Spoiler: View as executed



R F2 D2 L2 R' U2 R' D B' L' D' R2 B' U L2 F' R2 B2

x' y // memo
edges
z M' U L' U' r' R U L U' z'
R' U' M' U U r' R U' R
y' R2 U M' U' R2' U r' R U' y
x' U' R' U M2' U' R U M2'
U' R U' r' R U R' U' M' U2 x
corners
U R U' L2' U R' U' L2'
l' R' D2 R U2 R' D2 R U2 l
U R2' D2 R U R' D2 R U' R U'
L' U R2 U' L U R2 U'
View at alg.garron.us


----------



## TeddyKGB (Dec 15, 2013)

Noahaha said:


> There are ALWAYS weaknesses.



If you grew a beard there would be no weakness.


----------



## ~Adam~ (Dec 15, 2013)

That was incredibly fluid. Good job!


----------



## Raviorez (Dec 15, 2013)

Great solve! Good job!


----------



## szalejot (Dec 15, 2013)

Very nice solve, good job


----------



## teller (Dec 15, 2013)

Noah, you are a beast!


----------



## suushiemaniac (Dec 15, 2013)

Noahaha said:


> There are ALWAYS weaknesses.



That's absolutely right  I was just talking about obvious pauses or any other heavy loss of time


----------



## Nilsibert (Dec 15, 2013)

How did you know you were finished?

Jk, that was awesome.


----------



## uberCuber (Dec 15, 2013)

Can you post your list of OLL/PLL algs that you use in BLD pls


----------



## Noahaha (Dec 15, 2013)

uberCuber said:


> Can you post your list of OLL/PLL algs that you use in BLD pls



I don't have a list, but I can give it a go:

OLLs: 
Go here and look at all of the cases that only include the letters B, Q, N, M, C, J, I, D and F.

Also some edge ones:
M U M' U2 M U M' etc.
R U R' U' M' U R U' r' etc.

PLLs:

These are just for parity, which I solve by doing a single Old Pochmann target:
Y-perm without the first F and last F'
R' U L' U2 R U' R' U2 R L U' (L-perm)
U2 R U R' F' R U R' U' R' F R2 U' R' U (J-perm)

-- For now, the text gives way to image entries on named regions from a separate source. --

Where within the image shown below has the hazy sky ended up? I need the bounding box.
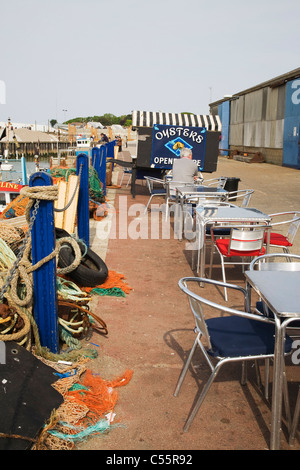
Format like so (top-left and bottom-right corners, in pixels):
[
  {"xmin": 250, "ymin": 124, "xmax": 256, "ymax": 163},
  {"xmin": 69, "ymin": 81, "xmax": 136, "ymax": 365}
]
[{"xmin": 0, "ymin": 0, "xmax": 300, "ymax": 124}]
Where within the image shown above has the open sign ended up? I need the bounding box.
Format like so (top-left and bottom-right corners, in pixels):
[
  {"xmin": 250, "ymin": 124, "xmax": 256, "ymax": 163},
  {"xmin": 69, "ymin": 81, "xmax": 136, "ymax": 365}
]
[{"xmin": 151, "ymin": 124, "xmax": 207, "ymax": 170}]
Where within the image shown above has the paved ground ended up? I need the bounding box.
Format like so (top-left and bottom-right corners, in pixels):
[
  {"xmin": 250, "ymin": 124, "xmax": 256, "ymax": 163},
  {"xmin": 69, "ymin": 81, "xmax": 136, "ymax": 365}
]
[{"xmin": 80, "ymin": 148, "xmax": 300, "ymax": 451}]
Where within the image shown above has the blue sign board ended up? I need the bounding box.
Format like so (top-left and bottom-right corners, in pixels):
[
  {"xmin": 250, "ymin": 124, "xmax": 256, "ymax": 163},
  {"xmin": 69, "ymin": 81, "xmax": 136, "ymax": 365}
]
[{"xmin": 151, "ymin": 124, "xmax": 206, "ymax": 171}]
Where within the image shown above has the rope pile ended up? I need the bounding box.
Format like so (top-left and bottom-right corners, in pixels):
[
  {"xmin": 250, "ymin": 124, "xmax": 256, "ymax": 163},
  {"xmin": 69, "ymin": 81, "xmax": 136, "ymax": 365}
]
[
  {"xmin": 0, "ymin": 186, "xmax": 97, "ymax": 361},
  {"xmin": 35, "ymin": 364, "xmax": 133, "ymax": 450}
]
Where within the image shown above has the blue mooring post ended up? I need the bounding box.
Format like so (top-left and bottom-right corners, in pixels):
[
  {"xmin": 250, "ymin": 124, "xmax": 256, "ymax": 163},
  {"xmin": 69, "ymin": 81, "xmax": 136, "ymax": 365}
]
[
  {"xmin": 21, "ymin": 157, "xmax": 28, "ymax": 185},
  {"xmin": 76, "ymin": 153, "xmax": 90, "ymax": 247},
  {"xmin": 29, "ymin": 172, "xmax": 59, "ymax": 354},
  {"xmin": 92, "ymin": 147, "xmax": 101, "ymax": 181},
  {"xmin": 99, "ymin": 144, "xmax": 109, "ymax": 196}
]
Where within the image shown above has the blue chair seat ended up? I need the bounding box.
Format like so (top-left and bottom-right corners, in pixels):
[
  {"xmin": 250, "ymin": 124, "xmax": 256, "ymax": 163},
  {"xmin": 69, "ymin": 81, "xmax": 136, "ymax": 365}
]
[
  {"xmin": 256, "ymin": 300, "xmax": 300, "ymax": 328},
  {"xmin": 151, "ymin": 188, "xmax": 166, "ymax": 196},
  {"xmin": 206, "ymin": 315, "xmax": 293, "ymax": 357},
  {"xmin": 206, "ymin": 227, "xmax": 230, "ymax": 237}
]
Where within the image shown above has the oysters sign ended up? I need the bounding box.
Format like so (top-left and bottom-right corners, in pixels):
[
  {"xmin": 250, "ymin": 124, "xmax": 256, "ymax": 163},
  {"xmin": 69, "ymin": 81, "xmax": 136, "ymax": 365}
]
[{"xmin": 151, "ymin": 124, "xmax": 206, "ymax": 171}]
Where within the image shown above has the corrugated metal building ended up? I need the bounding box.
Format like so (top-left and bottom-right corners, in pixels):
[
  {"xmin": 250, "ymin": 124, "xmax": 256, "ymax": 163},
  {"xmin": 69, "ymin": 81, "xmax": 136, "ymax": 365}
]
[{"xmin": 210, "ymin": 67, "xmax": 300, "ymax": 169}]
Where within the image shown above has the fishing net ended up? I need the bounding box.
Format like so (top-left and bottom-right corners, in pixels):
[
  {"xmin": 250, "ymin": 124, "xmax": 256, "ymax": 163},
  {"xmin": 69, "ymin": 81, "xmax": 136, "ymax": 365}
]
[
  {"xmin": 0, "ymin": 194, "xmax": 29, "ymax": 219},
  {"xmin": 35, "ymin": 365, "xmax": 133, "ymax": 450},
  {"xmin": 50, "ymin": 167, "xmax": 105, "ymax": 203}
]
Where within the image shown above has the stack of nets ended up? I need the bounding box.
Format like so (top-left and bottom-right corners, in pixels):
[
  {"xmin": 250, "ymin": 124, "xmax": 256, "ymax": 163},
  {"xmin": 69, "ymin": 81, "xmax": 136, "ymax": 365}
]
[
  {"xmin": 35, "ymin": 362, "xmax": 133, "ymax": 450},
  {"xmin": 0, "ymin": 222, "xmax": 27, "ymax": 258}
]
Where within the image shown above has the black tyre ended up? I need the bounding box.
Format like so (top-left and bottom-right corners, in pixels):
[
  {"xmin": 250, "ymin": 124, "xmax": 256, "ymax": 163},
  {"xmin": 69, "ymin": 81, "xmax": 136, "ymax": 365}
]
[{"xmin": 55, "ymin": 229, "xmax": 108, "ymax": 287}]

U-perms for solving some edge cycles.
A-perms for solving corner cycles.

And that's it I think. Is that what you were looking for?


----------



## Tao Yu (Dec 15, 2013)

Noahaha said:


> I don't have a list, but I can give it a go:
> 
> OLLs:
> Go here and look at all of the cases that only include the letters B, Q, N, M, C, J, I, D and F.
> ...



Omg you should like totally learn two look last layer for bld and get sub 20 times.

Could you post a memo reconstruction for this solve? Because whenever I use edges first I always forget my corner memo. 

Also, I noticed you are probably the fastest BLDer who memorizes in english.


----------



## Noahaha (Dec 15, 2013)

*[US NR] Noah Athurs - 27.36 3BLD*



Tao Yu said:


> Could you post a memo reconstruction for this solve? Because whenever I use edges first I always forget my corner memo.



I can do this thanks to Brest!

Corners: UNCIOXVI = UNderstand that the CIa's OXen VIe (imagining oxen fighting each other)

Edges: PLTDCGOABQ = PuLToDCoG OwA BoQ


----------